The Wilma became involved last winter, when New York-based actor Benjamin Pelteson, a member of Broadway Impact who will be in the cast of the Wilma's forthcoming Angels in America: Part One, suggested that the theater company stage a reading of 8. "It was a no-brainer," says Walter Bilderback, the Wilma's literary manager and dramaturg, who will direct the reading.
The timing was perfect. Part One of Tony Kushner's celebrated two-part play opens later this month at the Wilma; it's his eloquent riff on AIDS, gay issues, and social concerns in America in the '80s. "We've very concerned about the present-day resonance of Angels in America," says Bilderback, "and that it's not just a museum piece. AIDS is still a problem, but not the killer it was in the '80s."
Bilderback points out that one of the play's main gay characters declares in Part Two, which the Wilma will stage in the fall, "We will be citizens!" Says Bilderback: "It seems like the issue of marriage equality is very much part of the process of allowing everyone to be citizens."
The cast at the first reading of 8, last fall on a Broadway stage, included Morgan Freeman, John Lithgow, Christine Lahti, Ellen Barkin, Cheyenne Jackson, and Rob Reiner. In Los Angeles (and on the recorded version on YouTube) the cast included George Clooney, Martin Sheen, Jamie Lee Curtis, Brad Pitt, and Matthew Morrison.
At the Wilma, the cast will include Randy Harrison (TV's Queer as Folk), Philadelphia native Phillip Spaeth (Smash), Philadelphian Forrest McClendon (The Scottsboro Boys on Broadway and at Philadelphia Theatre Company), Hunter Bell (the musical called [title of show]), and Charles Socarides (Off-Broadway's Sons of the Prophet).

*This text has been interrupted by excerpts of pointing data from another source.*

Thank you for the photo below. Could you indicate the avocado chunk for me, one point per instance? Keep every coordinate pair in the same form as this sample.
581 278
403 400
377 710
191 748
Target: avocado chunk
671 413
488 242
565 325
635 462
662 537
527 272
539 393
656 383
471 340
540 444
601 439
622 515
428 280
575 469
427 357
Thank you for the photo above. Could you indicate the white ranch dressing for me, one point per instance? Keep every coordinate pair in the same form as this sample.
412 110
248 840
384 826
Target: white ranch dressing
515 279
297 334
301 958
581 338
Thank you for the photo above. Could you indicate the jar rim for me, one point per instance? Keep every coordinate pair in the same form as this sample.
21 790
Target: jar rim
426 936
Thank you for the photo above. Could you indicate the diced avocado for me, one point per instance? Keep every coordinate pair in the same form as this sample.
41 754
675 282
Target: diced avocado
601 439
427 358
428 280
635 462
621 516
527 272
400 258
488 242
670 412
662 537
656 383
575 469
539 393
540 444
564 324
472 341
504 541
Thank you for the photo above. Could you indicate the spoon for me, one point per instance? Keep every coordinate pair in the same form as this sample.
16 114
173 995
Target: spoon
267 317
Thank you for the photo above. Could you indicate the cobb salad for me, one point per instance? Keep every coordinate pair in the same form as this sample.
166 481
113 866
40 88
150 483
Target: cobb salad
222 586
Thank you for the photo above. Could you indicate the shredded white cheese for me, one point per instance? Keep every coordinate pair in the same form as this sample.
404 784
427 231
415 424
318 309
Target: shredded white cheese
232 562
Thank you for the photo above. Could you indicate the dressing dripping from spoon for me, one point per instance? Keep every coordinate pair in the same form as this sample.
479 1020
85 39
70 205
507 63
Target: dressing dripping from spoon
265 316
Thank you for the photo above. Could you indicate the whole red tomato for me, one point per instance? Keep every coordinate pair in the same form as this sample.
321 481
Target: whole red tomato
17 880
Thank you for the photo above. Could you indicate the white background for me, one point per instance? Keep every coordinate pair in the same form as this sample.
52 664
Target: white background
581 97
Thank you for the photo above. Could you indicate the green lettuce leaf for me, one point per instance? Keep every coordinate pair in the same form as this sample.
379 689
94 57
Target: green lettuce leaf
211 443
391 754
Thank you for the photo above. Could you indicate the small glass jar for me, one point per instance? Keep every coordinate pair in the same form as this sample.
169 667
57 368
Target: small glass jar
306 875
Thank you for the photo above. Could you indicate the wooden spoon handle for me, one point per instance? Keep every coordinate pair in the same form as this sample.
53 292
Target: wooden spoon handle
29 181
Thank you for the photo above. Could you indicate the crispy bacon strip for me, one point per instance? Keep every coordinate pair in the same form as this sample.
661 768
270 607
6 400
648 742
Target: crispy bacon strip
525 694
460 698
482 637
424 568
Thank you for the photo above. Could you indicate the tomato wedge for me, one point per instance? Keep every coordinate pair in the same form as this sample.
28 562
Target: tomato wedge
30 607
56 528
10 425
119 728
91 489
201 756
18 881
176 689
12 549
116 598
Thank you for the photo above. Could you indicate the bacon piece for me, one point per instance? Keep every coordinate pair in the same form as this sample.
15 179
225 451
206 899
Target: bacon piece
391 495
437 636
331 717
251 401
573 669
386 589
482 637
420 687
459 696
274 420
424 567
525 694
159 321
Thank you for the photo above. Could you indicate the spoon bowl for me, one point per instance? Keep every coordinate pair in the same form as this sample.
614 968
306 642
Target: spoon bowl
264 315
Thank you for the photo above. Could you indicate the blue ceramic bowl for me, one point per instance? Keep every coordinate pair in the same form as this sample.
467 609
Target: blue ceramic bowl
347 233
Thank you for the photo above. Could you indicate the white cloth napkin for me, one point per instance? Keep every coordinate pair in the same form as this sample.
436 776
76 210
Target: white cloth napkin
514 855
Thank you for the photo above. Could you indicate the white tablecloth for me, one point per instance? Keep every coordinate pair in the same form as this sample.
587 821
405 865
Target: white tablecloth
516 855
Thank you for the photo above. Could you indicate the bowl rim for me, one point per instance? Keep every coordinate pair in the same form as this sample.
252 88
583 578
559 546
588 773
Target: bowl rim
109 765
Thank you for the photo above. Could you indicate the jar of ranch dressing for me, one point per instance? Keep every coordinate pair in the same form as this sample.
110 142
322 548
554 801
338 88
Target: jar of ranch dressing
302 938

Among the Philadelphia actors in the cast is John Jarboe. "I think it's rare when an especially larger theater institution can take on a story that has immediate political meaning," says Jarboe, 25, who appears on various area stages and is a gay man who's created his own work about equal rights. "I'm really glad to be doing something like this, and on a larger scale."
Several Philadelphia actors visible in the region's theaters are able to be in 8 because the show's reading is Monday, when most stages are dark. These include Grace Gonglewski, who is currently in 1812 Productions' Boston Marriage; Steve Pacek, appearing in Arden Theatre Company's family show Robin Hood, and Mary Martello, now in Act II Playhouse's My Fair Lady.
"It's a reading — but you work," says Martello, who addresses the point that a reading may be no-frills theater, but it's acting, nonetheless; the Wilma is offering a $75 honorarium to everyone in the cast, which will spend all day Monday rehearsing before the 7:30 p.m. performance. "The Wilma," says Martello, "has been good to me and if they call and I can be available, I'm going to be available for them."